What's missing here is a problem statement. There's no obligation we
always ship the latest release. Which of the 1.0.1-to-1.0.2 changes
did you judge as relevant & useful? We provide a service to our users
in judging, packaging, testing, integrating (top level index.html!).
In this case, that meant skipping that release.
> > How well tested is it?
>
> Works nicely for me, tested it a fair bit yesterday to double check
> but I think trusting Martin's when-to-release judgement is the best
> strategy for the RPMs we build.
>
> > e.g., on F21 Firefox it doesn't run well.
> > https://github.com/Netflix/vector/issues/83
>
> I'm sure it will get resolved soon [...]

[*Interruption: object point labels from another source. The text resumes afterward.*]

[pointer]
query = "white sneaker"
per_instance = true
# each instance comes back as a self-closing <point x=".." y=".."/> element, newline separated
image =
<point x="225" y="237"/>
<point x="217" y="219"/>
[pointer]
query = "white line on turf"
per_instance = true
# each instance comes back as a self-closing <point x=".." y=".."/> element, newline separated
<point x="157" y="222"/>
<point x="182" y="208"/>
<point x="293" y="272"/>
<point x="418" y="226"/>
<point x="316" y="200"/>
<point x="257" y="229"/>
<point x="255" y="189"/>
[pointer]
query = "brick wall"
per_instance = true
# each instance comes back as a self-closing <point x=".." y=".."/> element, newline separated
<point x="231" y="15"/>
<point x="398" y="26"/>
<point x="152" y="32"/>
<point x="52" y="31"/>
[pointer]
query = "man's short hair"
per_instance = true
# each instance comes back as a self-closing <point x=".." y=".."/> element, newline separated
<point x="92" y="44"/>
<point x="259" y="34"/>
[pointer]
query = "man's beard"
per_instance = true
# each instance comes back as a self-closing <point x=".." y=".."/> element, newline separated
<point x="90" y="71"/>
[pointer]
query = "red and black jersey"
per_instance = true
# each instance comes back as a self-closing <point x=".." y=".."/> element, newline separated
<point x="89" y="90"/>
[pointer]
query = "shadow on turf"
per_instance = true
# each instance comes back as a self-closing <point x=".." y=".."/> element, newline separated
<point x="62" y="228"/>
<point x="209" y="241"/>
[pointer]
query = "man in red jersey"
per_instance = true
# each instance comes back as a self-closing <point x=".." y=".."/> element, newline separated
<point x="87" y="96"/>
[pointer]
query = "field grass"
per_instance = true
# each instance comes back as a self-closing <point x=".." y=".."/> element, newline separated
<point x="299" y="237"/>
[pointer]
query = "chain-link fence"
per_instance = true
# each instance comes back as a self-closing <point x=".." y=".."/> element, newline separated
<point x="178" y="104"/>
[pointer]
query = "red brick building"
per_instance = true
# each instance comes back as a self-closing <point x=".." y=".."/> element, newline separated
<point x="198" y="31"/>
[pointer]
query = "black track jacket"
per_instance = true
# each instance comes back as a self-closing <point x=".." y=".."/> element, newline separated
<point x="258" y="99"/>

Indeed it is, in vector git master.
But one can't claim at the same time that one should automatically
trust an upstream release, and that token testing is sufficent, when
such a showstopper bug is in our face (as you must agree, since you
bundled an unversioned 1.0.1 vector tarball into the new fedora 3.10.7
rpms).
> [...] (and sooner on rawhide, via the master branch pull in
> scripts/spin-rawhide now).
Well, maybe. The way this part of your commit works, the script just
uses vector tarball name pulled out of the spec Sources:. So one has
to take an affirmative step in hand-editing that line out of the spec
file to trigger the new git clone from github/vector. That in turn
generates a tarball that is not comparable to the released ones. Not
just for the farabovementioned reasons (not being a
"built"/compressed/minified dist/), but it's not even complete &
executable. Did you test it?
That's not to say that a git/master vector along with a git/master pcp
would be undesirable in rawhide. Just that this is not what the new
spin-rawhide script does. (And for a real pcp+webjs release, one
would normally prefer a good stable release for both rather than a
snapshot, which brings us back to manual judgement & testing & c.)